Schlimm für die SPÖ das Ganze? Nein und ja. Nein, weil man sich die Frage stellen muss, was ein Wechsel an der Parteispitze jetzt soll. Und weil eine der Schwächen von Kern halt auch ist, dass er inkonsequent ist, wie man seit 2016/17 weiß, als er einen beachtlichen „Plan A“ präsentierte, aber zögerte, die SPÖ in Neuwahlen zu führen; bis Sebastian Kurz die ÖVP übernahm und es zu spät war.

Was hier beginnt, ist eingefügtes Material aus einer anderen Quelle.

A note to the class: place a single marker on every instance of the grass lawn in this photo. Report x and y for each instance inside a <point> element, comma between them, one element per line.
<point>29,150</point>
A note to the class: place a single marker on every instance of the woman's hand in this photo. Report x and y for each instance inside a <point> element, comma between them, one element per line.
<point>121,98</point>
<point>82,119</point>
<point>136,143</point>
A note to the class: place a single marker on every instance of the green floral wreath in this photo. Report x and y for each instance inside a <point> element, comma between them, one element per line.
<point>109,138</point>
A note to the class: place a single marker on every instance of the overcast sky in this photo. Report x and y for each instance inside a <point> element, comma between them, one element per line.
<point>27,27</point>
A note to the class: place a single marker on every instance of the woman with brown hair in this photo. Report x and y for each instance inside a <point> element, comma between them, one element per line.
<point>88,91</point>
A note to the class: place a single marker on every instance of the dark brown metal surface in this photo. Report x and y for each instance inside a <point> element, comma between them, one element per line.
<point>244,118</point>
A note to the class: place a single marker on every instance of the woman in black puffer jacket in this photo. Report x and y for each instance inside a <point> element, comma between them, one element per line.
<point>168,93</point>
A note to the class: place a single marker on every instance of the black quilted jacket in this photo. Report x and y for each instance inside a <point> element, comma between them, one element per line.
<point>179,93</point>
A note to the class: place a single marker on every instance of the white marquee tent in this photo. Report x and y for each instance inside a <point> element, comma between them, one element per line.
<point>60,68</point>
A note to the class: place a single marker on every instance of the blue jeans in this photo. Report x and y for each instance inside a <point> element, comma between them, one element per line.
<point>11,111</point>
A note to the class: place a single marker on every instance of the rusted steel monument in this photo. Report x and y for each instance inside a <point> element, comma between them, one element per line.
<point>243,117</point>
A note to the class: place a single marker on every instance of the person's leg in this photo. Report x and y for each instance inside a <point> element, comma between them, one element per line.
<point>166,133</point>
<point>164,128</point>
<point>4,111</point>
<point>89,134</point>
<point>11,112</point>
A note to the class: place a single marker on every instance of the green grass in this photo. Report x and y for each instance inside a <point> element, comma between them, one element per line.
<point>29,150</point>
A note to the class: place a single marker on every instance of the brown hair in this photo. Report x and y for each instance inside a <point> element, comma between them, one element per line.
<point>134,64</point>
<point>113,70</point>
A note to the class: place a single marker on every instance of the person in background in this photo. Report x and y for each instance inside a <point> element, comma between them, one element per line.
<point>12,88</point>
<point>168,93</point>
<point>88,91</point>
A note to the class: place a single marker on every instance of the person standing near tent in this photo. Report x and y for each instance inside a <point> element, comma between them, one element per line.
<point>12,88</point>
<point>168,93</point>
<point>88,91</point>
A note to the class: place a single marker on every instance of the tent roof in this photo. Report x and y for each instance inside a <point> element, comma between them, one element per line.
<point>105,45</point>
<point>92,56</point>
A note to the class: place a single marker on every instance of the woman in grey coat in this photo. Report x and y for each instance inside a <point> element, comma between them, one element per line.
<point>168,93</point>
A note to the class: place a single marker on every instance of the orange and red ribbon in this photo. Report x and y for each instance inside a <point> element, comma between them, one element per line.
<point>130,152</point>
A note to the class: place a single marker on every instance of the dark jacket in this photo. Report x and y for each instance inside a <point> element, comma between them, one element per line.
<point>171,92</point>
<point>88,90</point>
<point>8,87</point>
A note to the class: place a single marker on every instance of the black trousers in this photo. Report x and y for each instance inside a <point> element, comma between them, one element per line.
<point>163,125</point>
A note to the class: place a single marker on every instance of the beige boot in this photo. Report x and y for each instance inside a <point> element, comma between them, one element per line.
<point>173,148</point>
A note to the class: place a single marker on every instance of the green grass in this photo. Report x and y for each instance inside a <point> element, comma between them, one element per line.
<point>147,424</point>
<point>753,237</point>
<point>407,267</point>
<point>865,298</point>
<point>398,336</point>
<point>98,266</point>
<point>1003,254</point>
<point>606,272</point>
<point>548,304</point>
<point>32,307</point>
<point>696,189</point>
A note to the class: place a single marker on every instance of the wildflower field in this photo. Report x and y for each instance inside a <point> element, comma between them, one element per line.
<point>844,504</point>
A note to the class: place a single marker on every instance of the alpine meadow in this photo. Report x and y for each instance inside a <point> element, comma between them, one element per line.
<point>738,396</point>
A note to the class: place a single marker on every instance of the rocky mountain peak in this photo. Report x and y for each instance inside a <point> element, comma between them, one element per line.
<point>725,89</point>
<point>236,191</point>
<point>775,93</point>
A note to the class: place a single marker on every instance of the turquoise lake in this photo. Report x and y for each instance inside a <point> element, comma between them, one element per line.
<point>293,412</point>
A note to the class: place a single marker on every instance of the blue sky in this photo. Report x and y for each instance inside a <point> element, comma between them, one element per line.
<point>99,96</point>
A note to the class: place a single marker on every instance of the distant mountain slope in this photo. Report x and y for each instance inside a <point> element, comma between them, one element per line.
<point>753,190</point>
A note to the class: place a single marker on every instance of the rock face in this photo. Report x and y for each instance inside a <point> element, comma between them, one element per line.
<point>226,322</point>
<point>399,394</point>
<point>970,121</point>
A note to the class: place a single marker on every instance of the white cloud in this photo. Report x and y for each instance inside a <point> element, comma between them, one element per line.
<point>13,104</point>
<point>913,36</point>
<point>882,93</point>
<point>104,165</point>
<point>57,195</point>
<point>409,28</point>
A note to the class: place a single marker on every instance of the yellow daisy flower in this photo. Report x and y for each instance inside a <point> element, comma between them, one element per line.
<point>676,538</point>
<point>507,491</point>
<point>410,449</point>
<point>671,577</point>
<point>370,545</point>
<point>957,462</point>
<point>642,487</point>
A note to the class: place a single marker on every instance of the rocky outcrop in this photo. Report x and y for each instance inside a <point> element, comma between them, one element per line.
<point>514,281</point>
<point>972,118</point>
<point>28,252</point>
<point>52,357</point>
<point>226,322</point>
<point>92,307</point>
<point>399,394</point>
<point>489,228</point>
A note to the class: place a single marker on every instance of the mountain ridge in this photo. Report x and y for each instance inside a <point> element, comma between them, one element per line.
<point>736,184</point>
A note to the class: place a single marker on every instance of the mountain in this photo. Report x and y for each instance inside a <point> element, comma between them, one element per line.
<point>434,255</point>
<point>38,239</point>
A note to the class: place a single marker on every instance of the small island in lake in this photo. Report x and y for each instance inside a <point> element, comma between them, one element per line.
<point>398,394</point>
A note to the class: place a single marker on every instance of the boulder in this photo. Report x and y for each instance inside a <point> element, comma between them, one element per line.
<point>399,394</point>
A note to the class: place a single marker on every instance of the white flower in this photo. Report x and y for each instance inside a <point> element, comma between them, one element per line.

Schlimm ist das Ganze für die SPÖ, weil es mit Andreas Babler keine Perspektive gibt. Nicht nur, dass er ihr noch keine Wahlerfolge beschert hat und ihr auch keine Aussicht auf ebensolche geben kann. Es bringt ihm nicht einmal mehr etwas, ein ordentliches Regierungsteam aufgestellt zu haben und in die Mitte gerückt zu sein: Es kommt trotzdem ein burgenländischer Genosse daher und bezeichnet ihn als „Links-Linken“.

In den eigenen Reihen sind zu viele fertig mit ihm: Burgenländer, Niederösterreicher, Steirer, Vorarlberger und – unter Daniel Fellner – zunehmend auch Kärntner hat er überwiegend gegen sich. Einen Teil der Wiener unter anderem hat er wiederum nicht gegen, aber auch nicht für sich.

Den ganzen Wahnsinn hat die 3. Nationalratspräsidentin Doris Bures in einem ORF-Report-Interview unfreiwillig deutlich zum Ausdruck gebracht: Sie, die Ludwig nahesteht und der Ambitionen nachgesagt werden, Präsidentschaftskandidatin zu werden, will es sich mit niemandem verscherzen. Also bringt sie keine Unterstützungserklärung für Babler zusammen, sondern eiert herum. Gesteht, dass die Umfragewerte übel seien, nennt aber keine konkreten Konsequenzen.

So befeuert Bures, eben ohne es zu wollen, Zweifel an Babler. Sodas man sich fragen kann, warum er noch nicht hingeschmissen hat. Mögliche Antwort: Nicht weil er sich noch Großes zutraut, sondern weil er die Partei nicht den Doskozils und Lerchers überlassen möchte.

Was im Übrigen auch der Grund ist, warum er von Ludwig nicht fallengelassen wird. Bloß: Mit der Sozialdemokratie geht’s so trotzdem weiter bergab, zumal das kein Zukunftskonzept ist.